The state’s Office of Environmental Health Hazard Assessment recognizes that there’s a problem with Proposition 65 -- what agency spokesman Sam Delson called “overwarning.” In fact, come August, Proposition 65 warnings will have to more closely adhere to a “clear and reasonable” standard, informing people instead of merely frightening them.

But better signage won’t stop lawyers such as Raphael Metzger, who brought the Council for Education and Research on Toxics lawsuit. Metzger has previously said that he likes coffee and merely wants his acrylamide-free. Several coffee companies have already settled. Others fight on, knowing that a Proposition 65 warning would be an expensive new cost of doing business in California. It would be a bummer too.

I want to believe Metzger is suing for the right reasons, but he has given little cause for confidence, playing right into the Republican caricature of the greedy torts attorney.

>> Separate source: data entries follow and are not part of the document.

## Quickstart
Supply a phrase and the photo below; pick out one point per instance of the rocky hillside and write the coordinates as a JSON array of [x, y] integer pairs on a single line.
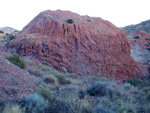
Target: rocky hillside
[[139, 36], [14, 82], [77, 44], [143, 26]]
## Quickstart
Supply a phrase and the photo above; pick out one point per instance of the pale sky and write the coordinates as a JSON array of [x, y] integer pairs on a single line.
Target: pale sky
[[18, 13]]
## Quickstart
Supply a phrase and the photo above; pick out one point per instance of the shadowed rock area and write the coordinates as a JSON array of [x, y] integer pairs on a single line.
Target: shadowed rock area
[[14, 82], [86, 46]]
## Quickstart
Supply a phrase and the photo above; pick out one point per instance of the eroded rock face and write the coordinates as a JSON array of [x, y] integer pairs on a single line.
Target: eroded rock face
[[88, 46], [140, 46], [14, 82]]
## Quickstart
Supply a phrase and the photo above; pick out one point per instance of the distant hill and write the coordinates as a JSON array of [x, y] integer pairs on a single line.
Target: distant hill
[[8, 29], [143, 26]]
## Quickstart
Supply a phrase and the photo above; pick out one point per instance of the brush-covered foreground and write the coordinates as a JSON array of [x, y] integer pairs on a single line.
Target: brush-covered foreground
[[70, 93]]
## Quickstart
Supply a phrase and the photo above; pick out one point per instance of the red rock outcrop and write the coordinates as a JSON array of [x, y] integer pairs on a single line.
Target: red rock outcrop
[[88, 46], [14, 82]]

Nathan A. Schachtman, a Manhattan lawyer specializing in health-effect claims, argues that the Council for Education and Research on Toxics, a supposed nonprofit is, in effect, nonexistent.

“I am not aware of any educational or research activities of CERT,” Schachtman wrote in an email, “but I am aware that CERT has sued in its own name, in several cases, in California. Even if CERT does not itself profit from these lawsuits, its counsel and alter ego would appear to do so.”

Wilson, the Harvard epidemiologist, understands the craze to label. “If you think cancer is due to these chemicals you can label and avoid, that’s comforting,” she said. But it is also delusive. A label isn’t going to reduce the fundamental, frustrating uncertainty inherent in modern life. 

If you find that disturbing, you can always stop drinking coffee and, just to be safe, move to a cabin in Siskiyou County while you’re at it. No pesticides or electromagnetic frequencies will reach you there. But you will have to do something about the mountain lions and bears.


By Alexander Nazaryan

Alexander Nazaryan is a senior writer for Newsweek covering national affairs. -- Ed.